Шла вторая неделя обучения в Академии, и я уже привыкла к тому, что за один день инструкторы могли исказить мою фамилию пятью разными способами. Помпукус, Помпадорис, Пападопулос, Помпадоралаколус – казалось, их фантазии не было предела. Делали они это нарочно – фамилия была написана у меня на футболке большими печатными буквами. Их задачей было доводить нас, бесить и всячески ломать характер, чтобы подчинить себе. Я чувствовала себя абсолютно не в своей тарелке и уже подумывала о том, чтобы бросить эту затею. За годы учебы в колледже Квинса я регулярно занималась в спортзале и была в отличной форме – но подготовка в Академии была совсем другой. Вместо огромного зала площадью почти 1000 квадратных метров с кондиционером у меня был воображаемый прямоугольник 150х60 – ни полотенца, ни мата, ни бутылки с водой, ни зажигательной музыки. Триста человек на расстоянии вытянутой руки кое-как поспевали за указаниями инструктора. Подтягивания, отжимания, прыжки, вращения руками, и все – синхронно с ним, одно за другим.

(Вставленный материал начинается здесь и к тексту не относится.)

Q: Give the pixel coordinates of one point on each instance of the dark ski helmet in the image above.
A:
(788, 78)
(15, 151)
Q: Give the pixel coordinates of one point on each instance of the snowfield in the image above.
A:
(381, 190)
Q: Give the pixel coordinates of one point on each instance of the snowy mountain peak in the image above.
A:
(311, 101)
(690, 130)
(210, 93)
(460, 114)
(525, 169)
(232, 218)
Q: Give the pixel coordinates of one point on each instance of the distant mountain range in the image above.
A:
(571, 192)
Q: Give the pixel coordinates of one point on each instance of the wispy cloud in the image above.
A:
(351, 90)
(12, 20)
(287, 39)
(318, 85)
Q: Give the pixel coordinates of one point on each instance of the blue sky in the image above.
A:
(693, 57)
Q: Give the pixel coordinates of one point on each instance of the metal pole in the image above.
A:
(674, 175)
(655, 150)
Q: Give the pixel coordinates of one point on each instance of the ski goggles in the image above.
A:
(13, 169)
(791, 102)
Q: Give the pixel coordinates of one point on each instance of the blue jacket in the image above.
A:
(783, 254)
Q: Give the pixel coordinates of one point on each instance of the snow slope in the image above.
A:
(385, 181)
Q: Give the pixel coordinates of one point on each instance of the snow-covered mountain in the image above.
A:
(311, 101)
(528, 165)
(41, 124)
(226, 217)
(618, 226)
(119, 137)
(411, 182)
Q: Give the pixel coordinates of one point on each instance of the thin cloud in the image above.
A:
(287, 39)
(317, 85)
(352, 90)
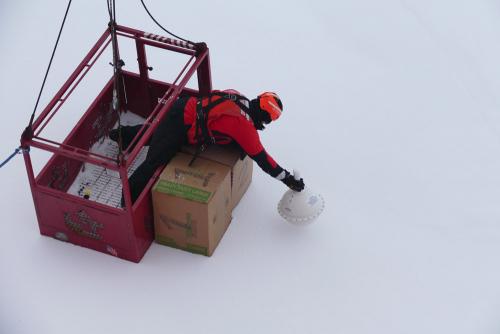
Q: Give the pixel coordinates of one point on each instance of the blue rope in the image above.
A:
(16, 151)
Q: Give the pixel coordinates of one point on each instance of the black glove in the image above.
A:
(295, 185)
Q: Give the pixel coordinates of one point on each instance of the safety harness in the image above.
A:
(203, 136)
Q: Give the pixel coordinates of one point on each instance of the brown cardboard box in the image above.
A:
(241, 170)
(192, 204)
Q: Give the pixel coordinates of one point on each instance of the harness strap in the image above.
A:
(203, 137)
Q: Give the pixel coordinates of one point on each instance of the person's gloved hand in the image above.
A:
(295, 185)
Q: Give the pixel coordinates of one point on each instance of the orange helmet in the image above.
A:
(271, 104)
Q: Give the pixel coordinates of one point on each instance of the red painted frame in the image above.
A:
(126, 233)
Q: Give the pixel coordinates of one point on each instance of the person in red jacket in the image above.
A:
(224, 117)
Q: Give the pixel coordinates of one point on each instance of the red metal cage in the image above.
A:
(123, 232)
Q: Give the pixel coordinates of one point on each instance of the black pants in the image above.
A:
(165, 142)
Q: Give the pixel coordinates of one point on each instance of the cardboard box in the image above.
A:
(192, 204)
(241, 170)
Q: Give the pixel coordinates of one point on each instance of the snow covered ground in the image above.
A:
(392, 113)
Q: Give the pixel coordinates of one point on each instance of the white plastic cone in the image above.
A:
(301, 208)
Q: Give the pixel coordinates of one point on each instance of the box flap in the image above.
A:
(196, 183)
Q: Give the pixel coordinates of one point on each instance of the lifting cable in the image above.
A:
(28, 131)
(117, 65)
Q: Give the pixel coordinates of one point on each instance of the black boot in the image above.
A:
(138, 180)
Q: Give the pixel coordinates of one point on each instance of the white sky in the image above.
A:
(392, 112)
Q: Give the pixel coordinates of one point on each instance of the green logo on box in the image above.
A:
(183, 191)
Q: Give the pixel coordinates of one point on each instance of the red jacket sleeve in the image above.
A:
(244, 133)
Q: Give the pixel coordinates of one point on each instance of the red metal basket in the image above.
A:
(123, 232)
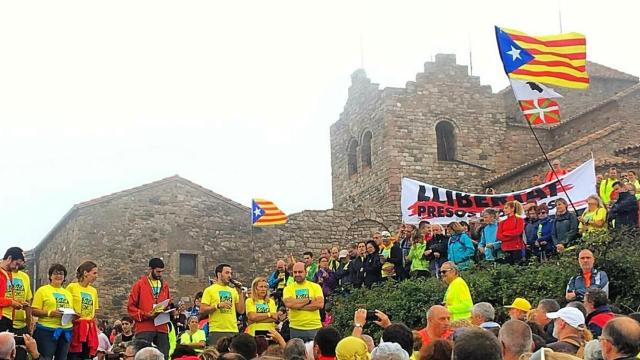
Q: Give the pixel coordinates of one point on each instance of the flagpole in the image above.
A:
(544, 153)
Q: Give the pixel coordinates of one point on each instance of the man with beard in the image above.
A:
(143, 306)
(12, 261)
(222, 302)
(304, 300)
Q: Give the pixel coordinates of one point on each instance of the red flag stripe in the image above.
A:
(554, 74)
(557, 63)
(550, 43)
(574, 56)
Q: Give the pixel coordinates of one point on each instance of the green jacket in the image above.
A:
(458, 300)
(418, 262)
(311, 271)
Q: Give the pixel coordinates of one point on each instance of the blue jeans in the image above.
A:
(50, 347)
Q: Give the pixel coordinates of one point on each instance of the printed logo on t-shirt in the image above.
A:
(61, 301)
(86, 308)
(262, 308)
(225, 296)
(302, 293)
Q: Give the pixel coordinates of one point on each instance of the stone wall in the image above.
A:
(122, 232)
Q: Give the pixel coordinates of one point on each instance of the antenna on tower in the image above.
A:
(361, 51)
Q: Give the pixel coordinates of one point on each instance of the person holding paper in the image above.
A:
(149, 298)
(84, 343)
(221, 302)
(50, 304)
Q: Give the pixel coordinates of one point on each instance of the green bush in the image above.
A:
(408, 301)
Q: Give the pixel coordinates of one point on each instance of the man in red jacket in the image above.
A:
(13, 259)
(143, 306)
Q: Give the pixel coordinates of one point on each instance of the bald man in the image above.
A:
(516, 339)
(304, 300)
(438, 325)
(620, 339)
(587, 278)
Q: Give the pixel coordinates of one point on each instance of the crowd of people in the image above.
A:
(288, 314)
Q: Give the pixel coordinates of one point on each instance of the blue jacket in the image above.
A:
(488, 236)
(461, 250)
(544, 232)
(531, 231)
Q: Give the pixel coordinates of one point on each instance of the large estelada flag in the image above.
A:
(552, 59)
(265, 212)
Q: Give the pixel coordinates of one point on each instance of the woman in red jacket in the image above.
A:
(510, 232)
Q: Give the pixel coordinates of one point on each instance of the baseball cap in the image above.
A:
(156, 263)
(571, 316)
(520, 304)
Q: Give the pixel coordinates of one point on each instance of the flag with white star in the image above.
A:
(265, 212)
(559, 60)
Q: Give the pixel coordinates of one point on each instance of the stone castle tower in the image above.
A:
(447, 129)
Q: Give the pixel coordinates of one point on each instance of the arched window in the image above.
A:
(352, 157)
(366, 149)
(446, 140)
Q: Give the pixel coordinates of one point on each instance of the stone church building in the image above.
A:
(444, 128)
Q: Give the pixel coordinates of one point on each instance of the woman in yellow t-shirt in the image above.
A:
(193, 337)
(52, 336)
(594, 217)
(261, 309)
(85, 304)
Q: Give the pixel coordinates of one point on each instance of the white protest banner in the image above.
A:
(422, 201)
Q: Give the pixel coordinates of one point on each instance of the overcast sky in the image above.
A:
(237, 96)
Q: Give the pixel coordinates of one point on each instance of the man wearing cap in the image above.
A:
(457, 299)
(568, 329)
(144, 306)
(519, 309)
(587, 278)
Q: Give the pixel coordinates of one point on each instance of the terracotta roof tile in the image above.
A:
(601, 71)
(553, 154)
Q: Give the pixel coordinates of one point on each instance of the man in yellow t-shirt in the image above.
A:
(18, 289)
(304, 300)
(222, 302)
(85, 300)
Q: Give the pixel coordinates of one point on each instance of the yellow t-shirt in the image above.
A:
(261, 308)
(303, 319)
(222, 320)
(19, 290)
(85, 300)
(599, 214)
(198, 336)
(48, 298)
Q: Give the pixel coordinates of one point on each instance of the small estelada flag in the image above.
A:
(265, 212)
(541, 111)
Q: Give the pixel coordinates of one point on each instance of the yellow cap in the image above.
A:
(520, 304)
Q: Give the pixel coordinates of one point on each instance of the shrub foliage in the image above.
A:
(407, 301)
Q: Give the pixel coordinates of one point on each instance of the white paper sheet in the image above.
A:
(67, 315)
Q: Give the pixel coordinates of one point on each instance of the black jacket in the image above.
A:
(625, 210)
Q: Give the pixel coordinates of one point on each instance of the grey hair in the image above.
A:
(149, 353)
(294, 347)
(485, 310)
(7, 346)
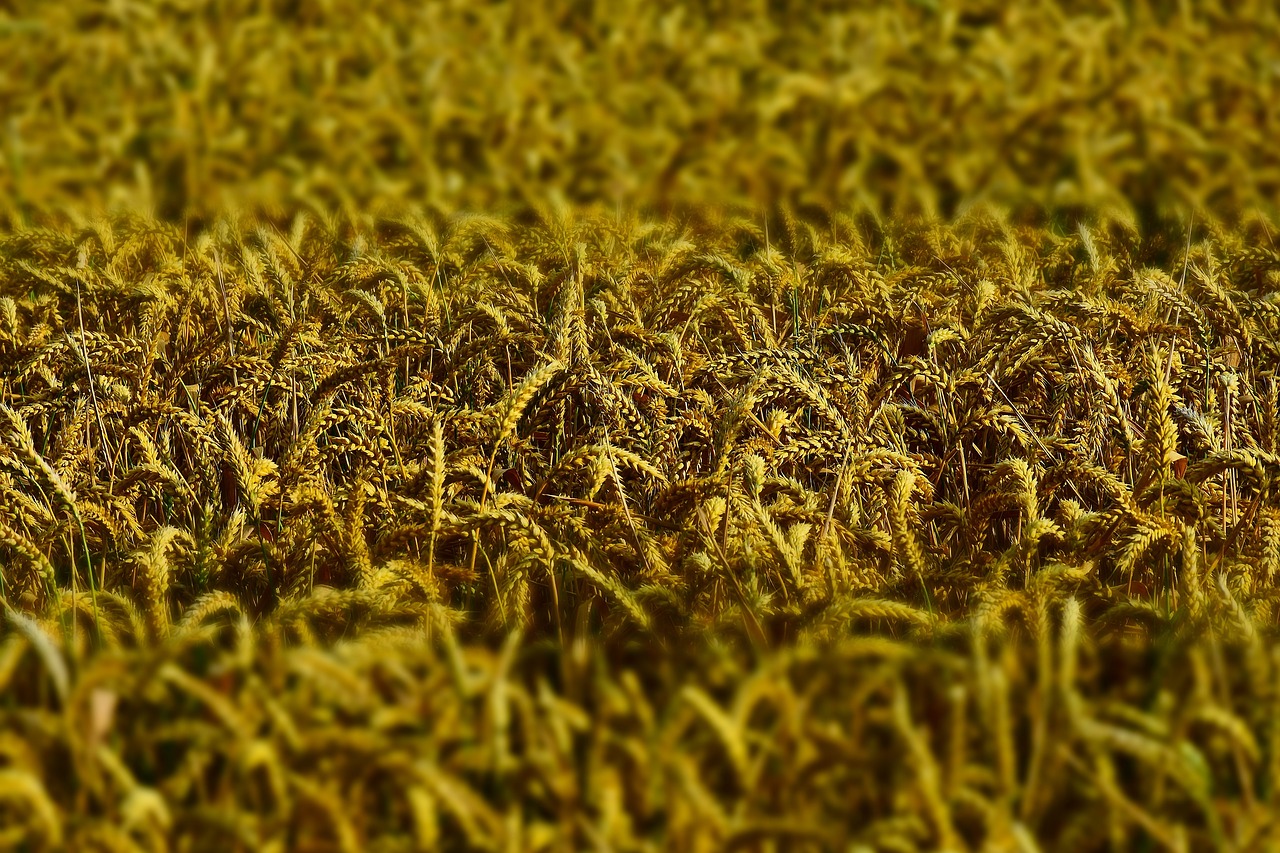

Инструкторша, которая в эту самую секунду коверкала мою фамилию, приблизила свое лицо к моему так близко, что я чувствовала запах кофе и яичницы, которыми она позавтракала.
– Отвечай, Помпаломпус!
Каждая «п» и «с» сопровождались брызгами слюны прямо мне в лицо, и я не знала, как их незаметно стереть. Она поскребла неухоженными ногтями мои ресницы на правом глазу и сунула в лицо большой и указательный палец, испачканные черной краской.
– Что это такое, твою мать?
– Тушь «Кавер Гёл», мэм.
Наверное, она сочла этот ответ слишком подробным, потому что теперь ее лицо было так близко к моему, что наши носы соприкасались. С такого расстояния она казалась мультяшным персонажем, и я не удивилась бы, если бы у нее из ушей пошел пар. Откровенно говоря, использование туши – не преступление и не признак слабости. Но это было против правил.
– Разве в Академии можно краситься, а, Пупопус?
– Нет, мэм.
– Так какого хрена ты накрасилась?
Меня так и подмывало ответить ей во всех подробностях, почему я это сделала. Я устала и чувствовала себя совершенно разбитой и немного потерянной. Казалось, поступление в Академию было роковой ошибкой. Родители не разговаривали со мной с тех пор, как я призналась, что собираюсь пойти служить в полицию. Я всерьез подумывала о том, чтобы уйти. Вот почему, увидев в зеркале в 5 утра свои заплаканные глаза, я слегка подкрасила ресницы – просто чтобы придать себе уверенности. Хоть что-то, что помогло бы мне пережить очередной день в этой преисподней. Но ей я ничего такого не сказала. И без того во мне сомневалось столько людей – не хватало еще признаться, что я сама в себе сомневаюсь.
– Не знаю, мэм.
– Разве настоящему полицейскому нужна штукатурка, Пумпурас?
В тех случаях, когда правильно произнесенная фамилия смутила бы меня больше, чем исковерканная, она всегда выговаривала ее как надо.
– Нет, мэм, – тихо ответила я.
– Еще раз увижу это дерьмо у тебя на лице – вылетишь отсюда! – скрипнув зубами, рыкнула она. – А теперь – на пол и отжалась пятьдесят раз!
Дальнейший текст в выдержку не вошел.